While this thought was running through his mind he became aware that something had been dropped into the palm of his hand. It was round and cold. He opened his fingers cautiously and glanced down. It was a coin and, moreover, of gold. Deborra was standing beside him, and it was apparent that she had transferred the piece of gold into his possession without letting either of them see what she was doing. She was looking purposely away, and he could not catch her eye to convey his gratitude.
“I shall be forever in your debt,” he said to the Asker, holding the coin. “Will you accept this from me?”
“Gold!” cried Benjie. Taking the money, he gave it an ecstatic spin in the air. “The rarest and finest of all material things in the world. It makes and unmakes empires. It is dangerous, it leads men into evil designs, it corrupts their souls. But at the same time,” he declared, “I confess that it has a most grateful feel on the palm. I accept with gratitude. And I hope that someday, if Kester’s honesty is equal to the test, you will sit in ease and great power, even as King Midas, with whole columns of this most wonderful of metals stacked about you. Columns as tall as the Temple that Herod carried up into the sky when the people of Jerusalem insisted he must build it on the foundations of the Temple of Solomon.”
“If that day comes,” said Basil, smiling, “there will be a column of it for you as well.”
“I shall be well content with one as high as a camel can raise its rear heel.” He nodded his head gratefully. “May you always eat off gold plate and say your prayers before a golden shrine. May you wear a sword of gold at your belt.”
Basil’s embarrassment returned when he left the room in the company of Deborra. “You were observant and very kind,” he said. “For two years now I have had no money in my possession. Since I was sold as a slave, my pockets have been empty.”
“Did not Luke have money for you when you left Antioch? My grandfather thought that plenty had been sent.”
“It cost him more than had been expected to purchase my freedom,” explained Basil. “My owner and his wife were a grasping pair and they held him to a hard bargain. He had nothing left when the transaction was completed except two copper coins.”
The girl’s eyes opened wide with surprise. “How then did you get to Aleppo to meet Adam?”
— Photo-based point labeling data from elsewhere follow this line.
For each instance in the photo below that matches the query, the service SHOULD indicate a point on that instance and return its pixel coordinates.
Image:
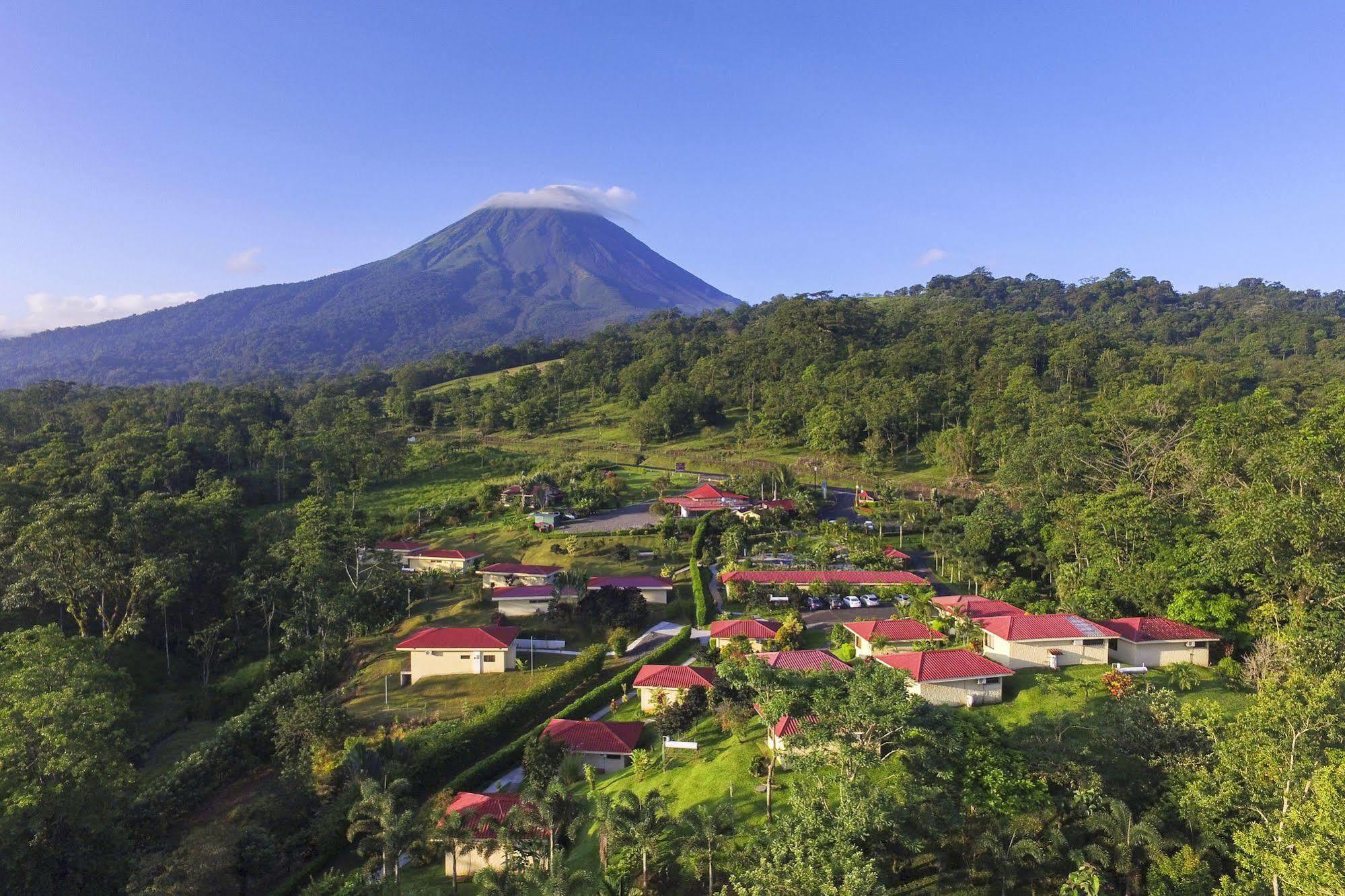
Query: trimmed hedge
(511, 754)
(443, 750)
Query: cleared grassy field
(476, 381)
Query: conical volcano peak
(544, 264)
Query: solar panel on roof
(1085, 628)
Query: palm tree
(379, 828)
(556, 812)
(1124, 842)
(607, 821)
(1012, 847)
(452, 832)
(643, 825)
(1183, 676)
(560, 881)
(711, 827)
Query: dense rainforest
(1110, 447)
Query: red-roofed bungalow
(671, 683)
(459, 652)
(1153, 641)
(892, 636)
(951, 677)
(760, 633)
(606, 746)
(483, 813)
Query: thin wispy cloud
(614, 202)
(245, 262)
(47, 311)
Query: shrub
(1230, 672)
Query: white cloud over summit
(47, 311)
(614, 202)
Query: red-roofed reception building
(445, 559)
(892, 636)
(483, 813)
(760, 633)
(663, 685)
(460, 652)
(653, 589)
(604, 746)
(1051, 641)
(1153, 641)
(510, 575)
(803, 661)
(705, 498)
(951, 677)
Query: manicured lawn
(1046, 694)
(723, 763)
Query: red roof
(628, 582)
(595, 738)
(945, 665)
(521, 570)
(1050, 628)
(400, 546)
(977, 607)
(522, 591)
(803, 661)
(709, 492)
(894, 630)
(1141, 629)
(448, 554)
(787, 726)
(654, 676)
(758, 629)
(809, 576)
(483, 638)
(480, 811)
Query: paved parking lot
(628, 517)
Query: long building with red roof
(736, 579)
(1048, 641)
(1155, 641)
(951, 677)
(460, 652)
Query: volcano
(497, 276)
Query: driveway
(849, 614)
(628, 517)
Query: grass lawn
(693, 780)
(1042, 692)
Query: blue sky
(155, 151)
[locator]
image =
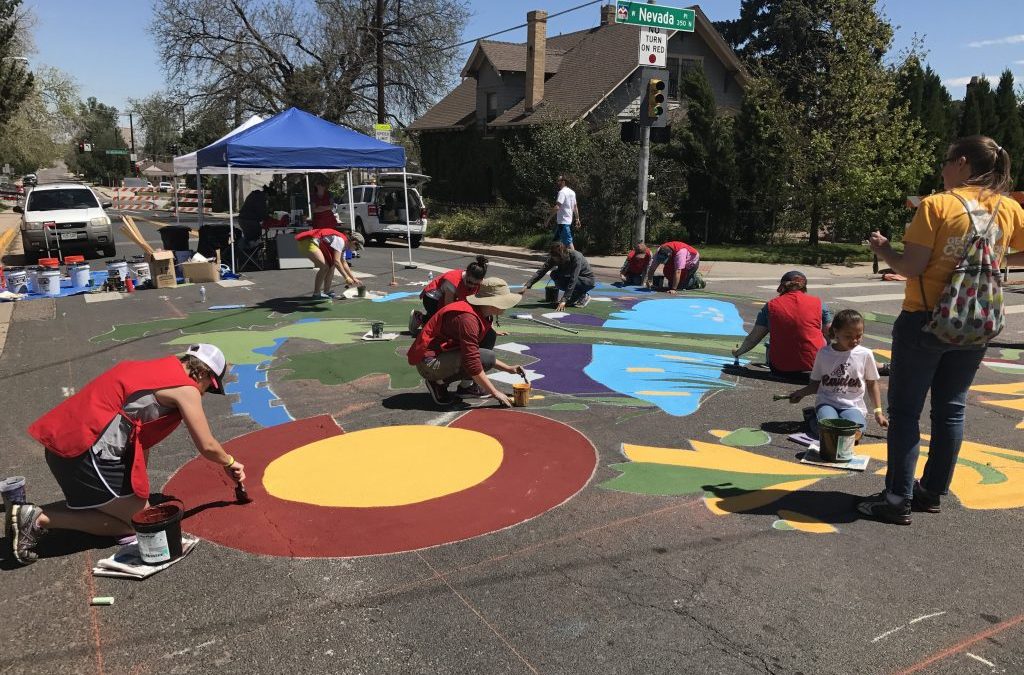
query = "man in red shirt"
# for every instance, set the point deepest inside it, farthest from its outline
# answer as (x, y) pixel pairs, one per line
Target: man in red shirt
(449, 346)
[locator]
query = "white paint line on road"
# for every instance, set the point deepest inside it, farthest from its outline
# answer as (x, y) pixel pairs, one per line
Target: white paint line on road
(872, 298)
(979, 659)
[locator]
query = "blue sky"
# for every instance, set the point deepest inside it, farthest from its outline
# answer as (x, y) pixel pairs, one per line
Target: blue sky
(104, 45)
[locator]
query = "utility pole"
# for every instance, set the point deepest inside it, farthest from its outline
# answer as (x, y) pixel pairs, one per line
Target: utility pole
(379, 30)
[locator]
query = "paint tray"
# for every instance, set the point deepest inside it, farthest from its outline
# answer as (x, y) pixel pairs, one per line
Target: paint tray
(857, 463)
(127, 563)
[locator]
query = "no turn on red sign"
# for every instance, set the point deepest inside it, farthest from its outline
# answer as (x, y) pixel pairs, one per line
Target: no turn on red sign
(653, 46)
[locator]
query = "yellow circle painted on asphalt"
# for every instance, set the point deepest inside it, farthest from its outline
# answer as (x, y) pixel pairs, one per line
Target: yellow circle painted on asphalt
(387, 466)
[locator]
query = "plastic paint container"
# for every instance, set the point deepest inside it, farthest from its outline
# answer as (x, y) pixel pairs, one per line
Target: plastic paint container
(159, 532)
(48, 282)
(520, 394)
(139, 271)
(838, 438)
(17, 280)
(79, 275)
(119, 267)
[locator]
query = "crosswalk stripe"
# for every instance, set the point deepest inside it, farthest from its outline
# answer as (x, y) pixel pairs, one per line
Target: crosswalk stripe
(872, 298)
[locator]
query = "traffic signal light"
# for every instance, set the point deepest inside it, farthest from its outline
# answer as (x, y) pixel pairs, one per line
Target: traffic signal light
(655, 100)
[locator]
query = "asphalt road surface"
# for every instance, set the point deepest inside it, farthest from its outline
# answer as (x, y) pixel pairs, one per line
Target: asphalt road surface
(671, 571)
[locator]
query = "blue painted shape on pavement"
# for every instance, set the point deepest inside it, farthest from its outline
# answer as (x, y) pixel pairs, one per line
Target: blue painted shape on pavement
(696, 315)
(675, 381)
(395, 296)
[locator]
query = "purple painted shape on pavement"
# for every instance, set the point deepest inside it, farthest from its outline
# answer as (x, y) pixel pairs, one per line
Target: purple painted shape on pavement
(562, 367)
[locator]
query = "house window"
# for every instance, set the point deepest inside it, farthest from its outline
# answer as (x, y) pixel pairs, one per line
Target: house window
(678, 66)
(492, 107)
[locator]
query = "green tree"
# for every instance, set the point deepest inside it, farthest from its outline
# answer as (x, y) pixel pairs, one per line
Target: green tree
(979, 115)
(1010, 132)
(706, 150)
(854, 154)
(97, 125)
(15, 80)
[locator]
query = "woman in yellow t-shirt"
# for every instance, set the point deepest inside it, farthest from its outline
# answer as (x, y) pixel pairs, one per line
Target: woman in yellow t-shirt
(977, 169)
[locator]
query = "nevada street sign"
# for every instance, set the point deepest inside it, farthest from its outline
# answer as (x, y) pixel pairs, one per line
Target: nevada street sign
(640, 13)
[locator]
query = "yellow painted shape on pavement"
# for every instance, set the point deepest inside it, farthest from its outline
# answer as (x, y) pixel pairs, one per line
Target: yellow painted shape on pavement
(721, 458)
(805, 522)
(755, 499)
(967, 483)
(385, 466)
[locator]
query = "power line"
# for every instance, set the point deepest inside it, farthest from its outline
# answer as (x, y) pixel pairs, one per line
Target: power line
(516, 28)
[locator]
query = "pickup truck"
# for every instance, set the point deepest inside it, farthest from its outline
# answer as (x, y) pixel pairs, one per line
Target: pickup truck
(380, 209)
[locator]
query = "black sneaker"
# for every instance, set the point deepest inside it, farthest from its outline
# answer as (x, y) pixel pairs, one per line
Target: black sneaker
(925, 500)
(23, 533)
(879, 507)
(438, 391)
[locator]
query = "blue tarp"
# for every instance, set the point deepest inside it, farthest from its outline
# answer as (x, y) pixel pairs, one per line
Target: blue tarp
(295, 140)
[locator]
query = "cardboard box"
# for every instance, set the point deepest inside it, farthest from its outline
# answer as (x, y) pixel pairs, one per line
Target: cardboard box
(162, 269)
(201, 271)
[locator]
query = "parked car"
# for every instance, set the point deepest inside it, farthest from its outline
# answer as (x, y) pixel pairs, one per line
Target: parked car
(67, 213)
(380, 209)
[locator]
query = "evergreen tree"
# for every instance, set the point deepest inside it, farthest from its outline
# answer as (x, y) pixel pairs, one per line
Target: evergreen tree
(1011, 128)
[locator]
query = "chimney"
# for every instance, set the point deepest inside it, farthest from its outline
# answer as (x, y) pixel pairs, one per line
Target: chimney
(607, 14)
(537, 40)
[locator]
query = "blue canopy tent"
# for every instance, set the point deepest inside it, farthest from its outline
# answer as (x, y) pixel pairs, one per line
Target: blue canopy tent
(295, 141)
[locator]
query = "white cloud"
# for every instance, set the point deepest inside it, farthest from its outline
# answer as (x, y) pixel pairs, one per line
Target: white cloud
(1010, 39)
(963, 82)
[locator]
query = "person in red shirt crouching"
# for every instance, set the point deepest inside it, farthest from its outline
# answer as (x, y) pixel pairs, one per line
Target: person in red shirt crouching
(449, 347)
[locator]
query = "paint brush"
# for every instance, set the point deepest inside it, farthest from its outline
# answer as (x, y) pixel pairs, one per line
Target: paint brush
(241, 495)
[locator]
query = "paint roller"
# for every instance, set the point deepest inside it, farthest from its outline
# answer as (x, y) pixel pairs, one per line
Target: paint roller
(544, 323)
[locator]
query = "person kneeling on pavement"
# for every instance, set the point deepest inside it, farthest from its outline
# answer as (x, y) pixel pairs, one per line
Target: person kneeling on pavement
(571, 275)
(97, 445)
(449, 347)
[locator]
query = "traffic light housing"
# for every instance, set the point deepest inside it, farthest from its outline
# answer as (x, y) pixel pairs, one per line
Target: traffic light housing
(654, 106)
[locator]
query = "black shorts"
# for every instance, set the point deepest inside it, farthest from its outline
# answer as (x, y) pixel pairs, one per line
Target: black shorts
(88, 481)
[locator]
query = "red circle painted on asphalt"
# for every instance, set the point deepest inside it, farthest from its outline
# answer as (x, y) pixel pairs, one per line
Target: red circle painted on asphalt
(545, 463)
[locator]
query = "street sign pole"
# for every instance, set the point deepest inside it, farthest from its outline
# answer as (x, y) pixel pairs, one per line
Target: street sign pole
(640, 231)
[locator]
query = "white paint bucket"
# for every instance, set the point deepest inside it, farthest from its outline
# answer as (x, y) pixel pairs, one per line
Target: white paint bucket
(17, 280)
(48, 282)
(79, 273)
(32, 273)
(119, 267)
(139, 271)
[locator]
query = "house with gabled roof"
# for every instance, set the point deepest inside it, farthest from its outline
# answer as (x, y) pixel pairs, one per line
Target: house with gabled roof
(590, 77)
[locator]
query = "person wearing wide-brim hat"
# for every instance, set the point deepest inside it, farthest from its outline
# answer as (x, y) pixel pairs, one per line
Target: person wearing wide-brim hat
(798, 324)
(97, 444)
(449, 346)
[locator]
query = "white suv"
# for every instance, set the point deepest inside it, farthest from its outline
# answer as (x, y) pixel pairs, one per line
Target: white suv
(65, 213)
(380, 209)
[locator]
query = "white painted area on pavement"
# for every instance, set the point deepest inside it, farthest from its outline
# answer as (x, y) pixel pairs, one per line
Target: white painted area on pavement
(883, 297)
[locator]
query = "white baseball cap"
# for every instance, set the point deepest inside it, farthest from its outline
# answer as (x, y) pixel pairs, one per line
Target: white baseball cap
(214, 360)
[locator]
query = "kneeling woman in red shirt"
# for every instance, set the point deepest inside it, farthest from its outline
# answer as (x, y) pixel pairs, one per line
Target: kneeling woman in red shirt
(97, 444)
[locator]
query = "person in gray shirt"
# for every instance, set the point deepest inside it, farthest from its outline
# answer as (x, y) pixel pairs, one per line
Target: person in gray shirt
(571, 275)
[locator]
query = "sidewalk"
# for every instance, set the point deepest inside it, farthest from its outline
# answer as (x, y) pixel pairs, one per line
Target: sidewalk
(710, 268)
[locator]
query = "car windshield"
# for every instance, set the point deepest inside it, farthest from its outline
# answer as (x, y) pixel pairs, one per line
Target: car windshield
(56, 200)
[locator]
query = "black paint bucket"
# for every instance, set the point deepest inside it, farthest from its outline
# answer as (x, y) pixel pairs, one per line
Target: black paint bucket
(159, 532)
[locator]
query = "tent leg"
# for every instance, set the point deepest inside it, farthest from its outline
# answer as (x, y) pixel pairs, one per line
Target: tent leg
(409, 225)
(230, 218)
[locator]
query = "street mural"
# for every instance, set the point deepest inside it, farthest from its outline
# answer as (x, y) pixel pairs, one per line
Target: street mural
(318, 492)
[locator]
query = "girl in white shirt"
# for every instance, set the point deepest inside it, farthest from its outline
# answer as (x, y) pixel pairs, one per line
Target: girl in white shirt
(843, 372)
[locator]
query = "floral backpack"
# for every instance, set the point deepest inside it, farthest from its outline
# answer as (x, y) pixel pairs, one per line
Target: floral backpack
(970, 311)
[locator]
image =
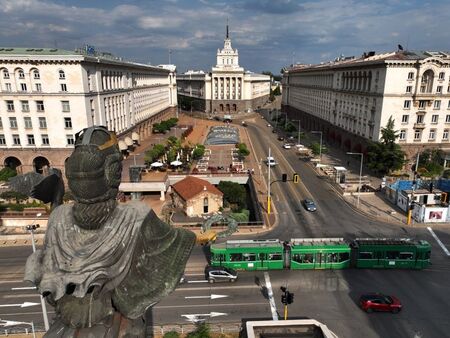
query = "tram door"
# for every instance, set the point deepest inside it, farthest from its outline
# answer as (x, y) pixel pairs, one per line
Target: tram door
(287, 256)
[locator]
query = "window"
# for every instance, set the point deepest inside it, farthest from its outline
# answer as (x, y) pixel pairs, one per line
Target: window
(13, 122)
(16, 140)
(70, 140)
(432, 134)
(42, 123)
(402, 135)
(417, 134)
(65, 106)
(45, 140)
(40, 106)
(10, 105)
(27, 121)
(25, 106)
(68, 122)
(365, 255)
(30, 138)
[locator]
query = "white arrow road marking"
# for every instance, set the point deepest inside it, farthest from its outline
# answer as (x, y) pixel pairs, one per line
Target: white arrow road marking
(198, 316)
(24, 304)
(439, 241)
(212, 296)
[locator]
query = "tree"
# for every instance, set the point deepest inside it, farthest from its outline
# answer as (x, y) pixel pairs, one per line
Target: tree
(386, 156)
(242, 150)
(234, 195)
(6, 173)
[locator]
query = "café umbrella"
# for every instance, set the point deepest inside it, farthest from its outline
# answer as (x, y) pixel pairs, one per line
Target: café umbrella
(176, 163)
(156, 164)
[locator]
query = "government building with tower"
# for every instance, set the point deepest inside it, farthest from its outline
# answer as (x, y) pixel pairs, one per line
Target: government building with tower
(227, 89)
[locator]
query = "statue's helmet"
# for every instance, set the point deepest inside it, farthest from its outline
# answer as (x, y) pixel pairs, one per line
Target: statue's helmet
(94, 169)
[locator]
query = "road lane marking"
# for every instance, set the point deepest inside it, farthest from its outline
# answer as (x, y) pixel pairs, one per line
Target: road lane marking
(273, 308)
(206, 305)
(439, 241)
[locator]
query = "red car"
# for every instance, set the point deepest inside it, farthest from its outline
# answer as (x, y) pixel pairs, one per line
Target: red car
(379, 302)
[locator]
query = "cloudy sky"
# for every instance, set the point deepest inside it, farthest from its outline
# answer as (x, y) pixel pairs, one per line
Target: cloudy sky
(269, 34)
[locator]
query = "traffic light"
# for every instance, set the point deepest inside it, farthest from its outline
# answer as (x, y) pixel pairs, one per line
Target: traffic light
(290, 298)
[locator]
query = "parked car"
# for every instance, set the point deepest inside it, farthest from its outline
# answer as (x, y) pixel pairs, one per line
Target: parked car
(379, 302)
(270, 161)
(309, 204)
(220, 274)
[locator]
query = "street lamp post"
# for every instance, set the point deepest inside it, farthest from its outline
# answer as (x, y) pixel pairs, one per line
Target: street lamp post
(31, 228)
(360, 173)
(298, 136)
(320, 149)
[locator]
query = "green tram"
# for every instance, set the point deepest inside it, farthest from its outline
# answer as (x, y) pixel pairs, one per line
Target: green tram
(321, 253)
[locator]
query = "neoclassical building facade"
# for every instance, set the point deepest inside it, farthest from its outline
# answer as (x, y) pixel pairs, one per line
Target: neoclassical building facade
(48, 95)
(351, 99)
(228, 88)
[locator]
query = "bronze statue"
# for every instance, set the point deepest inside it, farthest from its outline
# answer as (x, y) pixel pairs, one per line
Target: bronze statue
(103, 264)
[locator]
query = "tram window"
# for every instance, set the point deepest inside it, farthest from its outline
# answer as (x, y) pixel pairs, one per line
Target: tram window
(296, 258)
(406, 255)
(392, 254)
(249, 257)
(365, 255)
(307, 258)
(344, 256)
(235, 257)
(274, 257)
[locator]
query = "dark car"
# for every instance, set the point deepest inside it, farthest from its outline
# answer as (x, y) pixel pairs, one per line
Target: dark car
(379, 302)
(309, 204)
(220, 274)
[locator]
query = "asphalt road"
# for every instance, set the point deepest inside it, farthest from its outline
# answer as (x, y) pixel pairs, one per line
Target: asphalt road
(326, 295)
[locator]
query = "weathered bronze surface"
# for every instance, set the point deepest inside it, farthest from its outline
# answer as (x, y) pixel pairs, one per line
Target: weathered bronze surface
(104, 264)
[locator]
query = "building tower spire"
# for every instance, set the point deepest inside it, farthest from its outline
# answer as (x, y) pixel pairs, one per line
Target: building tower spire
(228, 36)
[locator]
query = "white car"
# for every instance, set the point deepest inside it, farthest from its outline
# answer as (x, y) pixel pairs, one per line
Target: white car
(270, 161)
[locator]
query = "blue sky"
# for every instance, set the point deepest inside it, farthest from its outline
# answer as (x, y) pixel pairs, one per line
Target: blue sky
(269, 34)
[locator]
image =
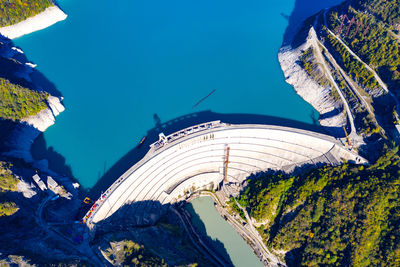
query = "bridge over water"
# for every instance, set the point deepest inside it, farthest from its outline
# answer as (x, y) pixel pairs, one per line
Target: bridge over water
(202, 156)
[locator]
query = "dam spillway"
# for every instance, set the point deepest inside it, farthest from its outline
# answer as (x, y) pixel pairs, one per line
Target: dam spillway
(196, 158)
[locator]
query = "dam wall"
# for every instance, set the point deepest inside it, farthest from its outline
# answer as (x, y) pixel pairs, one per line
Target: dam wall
(204, 155)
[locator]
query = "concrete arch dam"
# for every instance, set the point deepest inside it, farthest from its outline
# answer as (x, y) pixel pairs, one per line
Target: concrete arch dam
(204, 155)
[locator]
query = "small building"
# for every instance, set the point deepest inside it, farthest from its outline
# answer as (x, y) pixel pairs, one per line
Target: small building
(39, 182)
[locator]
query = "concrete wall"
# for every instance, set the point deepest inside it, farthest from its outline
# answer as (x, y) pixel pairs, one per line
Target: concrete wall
(198, 159)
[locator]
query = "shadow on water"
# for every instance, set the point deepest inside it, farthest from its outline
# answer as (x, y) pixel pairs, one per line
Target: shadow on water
(148, 213)
(301, 11)
(13, 67)
(137, 153)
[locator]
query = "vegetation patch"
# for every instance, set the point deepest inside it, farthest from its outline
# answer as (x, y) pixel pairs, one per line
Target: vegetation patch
(313, 68)
(8, 181)
(340, 216)
(14, 11)
(17, 102)
(128, 253)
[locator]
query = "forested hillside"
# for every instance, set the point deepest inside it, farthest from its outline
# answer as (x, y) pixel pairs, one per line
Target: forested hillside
(371, 29)
(341, 216)
(14, 11)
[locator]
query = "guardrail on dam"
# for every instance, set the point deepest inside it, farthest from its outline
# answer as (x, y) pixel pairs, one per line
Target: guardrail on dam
(198, 157)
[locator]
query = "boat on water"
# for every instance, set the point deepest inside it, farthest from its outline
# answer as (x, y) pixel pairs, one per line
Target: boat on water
(142, 140)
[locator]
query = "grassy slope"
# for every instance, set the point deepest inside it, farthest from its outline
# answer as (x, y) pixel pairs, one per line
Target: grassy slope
(17, 102)
(378, 45)
(340, 216)
(14, 11)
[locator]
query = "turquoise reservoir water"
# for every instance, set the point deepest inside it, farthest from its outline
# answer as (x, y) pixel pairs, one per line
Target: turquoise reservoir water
(207, 218)
(117, 63)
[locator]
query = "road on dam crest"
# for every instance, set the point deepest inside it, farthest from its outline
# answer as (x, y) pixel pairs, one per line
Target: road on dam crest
(204, 155)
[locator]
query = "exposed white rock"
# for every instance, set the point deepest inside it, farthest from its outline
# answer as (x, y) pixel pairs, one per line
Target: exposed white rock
(17, 49)
(319, 97)
(46, 117)
(48, 17)
(32, 65)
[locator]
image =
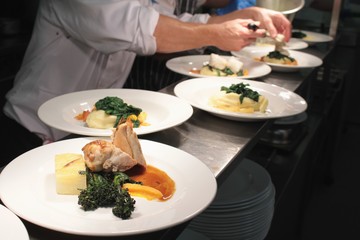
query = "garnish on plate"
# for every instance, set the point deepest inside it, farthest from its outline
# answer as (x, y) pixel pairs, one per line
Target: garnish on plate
(239, 98)
(110, 111)
(222, 67)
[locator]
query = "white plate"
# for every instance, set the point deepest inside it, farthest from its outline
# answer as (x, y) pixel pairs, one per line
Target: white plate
(27, 187)
(163, 110)
(282, 102)
(304, 60)
(293, 44)
(184, 65)
(11, 227)
(315, 37)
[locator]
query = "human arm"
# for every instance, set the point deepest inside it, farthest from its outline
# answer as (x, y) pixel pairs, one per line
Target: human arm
(216, 3)
(273, 21)
(173, 35)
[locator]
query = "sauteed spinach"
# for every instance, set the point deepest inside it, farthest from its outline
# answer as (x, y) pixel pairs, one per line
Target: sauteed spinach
(116, 106)
(243, 90)
(104, 190)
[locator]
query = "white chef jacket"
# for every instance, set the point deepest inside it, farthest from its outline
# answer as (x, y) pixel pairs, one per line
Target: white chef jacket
(79, 45)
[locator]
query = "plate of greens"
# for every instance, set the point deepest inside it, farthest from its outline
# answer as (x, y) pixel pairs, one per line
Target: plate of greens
(28, 188)
(281, 102)
(159, 109)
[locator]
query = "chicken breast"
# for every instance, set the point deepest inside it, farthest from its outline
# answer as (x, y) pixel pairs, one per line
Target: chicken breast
(126, 139)
(102, 155)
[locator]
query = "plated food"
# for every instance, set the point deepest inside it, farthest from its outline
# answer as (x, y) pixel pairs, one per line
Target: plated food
(60, 112)
(292, 44)
(35, 182)
(239, 98)
(110, 173)
(303, 60)
(224, 67)
(200, 66)
(110, 111)
(281, 102)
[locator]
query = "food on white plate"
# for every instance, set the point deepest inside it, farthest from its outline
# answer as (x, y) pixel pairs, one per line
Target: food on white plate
(68, 179)
(239, 98)
(224, 67)
(108, 112)
(279, 55)
(123, 153)
(111, 173)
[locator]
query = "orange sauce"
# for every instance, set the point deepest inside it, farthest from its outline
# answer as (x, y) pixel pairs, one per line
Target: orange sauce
(155, 178)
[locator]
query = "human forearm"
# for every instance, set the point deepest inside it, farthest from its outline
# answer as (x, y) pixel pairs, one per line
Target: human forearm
(173, 36)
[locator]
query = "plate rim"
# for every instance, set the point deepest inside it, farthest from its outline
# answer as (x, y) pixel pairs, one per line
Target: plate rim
(281, 67)
(239, 116)
(267, 70)
(326, 37)
(19, 225)
(209, 178)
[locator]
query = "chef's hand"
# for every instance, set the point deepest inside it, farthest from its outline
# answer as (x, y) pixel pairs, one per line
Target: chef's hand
(235, 34)
(272, 21)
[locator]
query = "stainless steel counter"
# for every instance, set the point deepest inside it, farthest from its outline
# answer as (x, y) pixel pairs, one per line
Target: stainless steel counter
(221, 144)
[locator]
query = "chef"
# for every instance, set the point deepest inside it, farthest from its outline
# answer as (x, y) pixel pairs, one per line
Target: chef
(89, 44)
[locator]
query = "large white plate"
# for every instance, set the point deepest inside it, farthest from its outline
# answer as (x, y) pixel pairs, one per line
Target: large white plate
(27, 187)
(11, 227)
(304, 60)
(163, 110)
(282, 102)
(184, 64)
(315, 37)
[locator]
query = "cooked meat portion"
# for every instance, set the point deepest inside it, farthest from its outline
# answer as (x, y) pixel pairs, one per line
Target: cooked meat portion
(102, 155)
(126, 139)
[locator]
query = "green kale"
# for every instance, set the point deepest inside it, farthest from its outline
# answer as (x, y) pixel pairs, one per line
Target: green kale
(243, 90)
(278, 55)
(116, 106)
(104, 190)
“Luke was not concerned. He said to me that the Lord would provide. And most truly He did. The first night we stopped at a small village and were directed to the house of a widow. My benefactor said to her, ‘Christ is risen,’ and she made an answer that seemed quite as strange but meant something to him——”
Deborra interrupted in a low voice, “I think what the widow said was, ‘He sits at the right hand of God.’ ”
“Those were the exact words. It seems that this established an understanding between them.”
“A complete understanding, I am sure.”
Basil did not ask any questions but went on with his account of the journey to Aleppo. “We stayed in the widow’s house that night. The same thing happened the following night when we went to the home of a maker of wheels, a humble man with a family of seven children. He gave us of his best nevertheless.”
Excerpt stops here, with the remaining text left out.